Volontiers. (À part.) Tout s’embrouille si bien ici, que je vais aller chercher Vernon. Les conseils et les deux yeux de mon vieux docteur ne seront pas de trop pour m’aider à deviner ce qui trouble le ménage, car il y a quelque chose. Ferdinand, je suis à vous. Nous revenons, Mesdames. (À part.) Il y a quelque chose.

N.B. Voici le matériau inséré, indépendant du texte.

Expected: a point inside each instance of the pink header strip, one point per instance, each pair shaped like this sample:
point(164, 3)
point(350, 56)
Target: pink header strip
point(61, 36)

(Le général et Ferdinand sortent.)

Scène VII.

GERTRUDE, PAULINE.
PAULINE, elle ferme la porte au verrou.

Madame, estimez-vous qu’un amour pur, qu’un amour qui, pour nous, résume et agrandit toutes les félicités humaines, qui fait comprendre les félicités divines, nous soit plus cher, plus précieux que la vie ?…

GERTRUDE.

Vous avez lu la Nouvelle Héloïse, ma chère. Ce que vous dites là est pompeux, mais c’est vrai.

PAULINE.

Eh bien ! Madame, vous venez de me faire commettre un suicide.

GERTRUDE.

Que vous auriez été heureuse de me voir accomplir ; et, si vous aviez pu m’y forcer, vous vous sentiriez dans l’âme la joie qui remplit la mienne à déborder.

PAULINE.

Selon mon père, la guerre entre gens civilisés a ses lois ; mais la guerre que vous me faites, Madame, est celle des sauvages.

GERTRUDE.

Faites comme moi, si vous pouvez… Mais vous ne pourrez rien ! Vous épouserez Godard. C’est un fort bon parti ; vous serez, je vous l’assure, très-heureuse avec lui, car il a des qualités.

PAULINE.

Et vous croyez que je vous laisserai tranquillement devenir la femme de Ferdinand ?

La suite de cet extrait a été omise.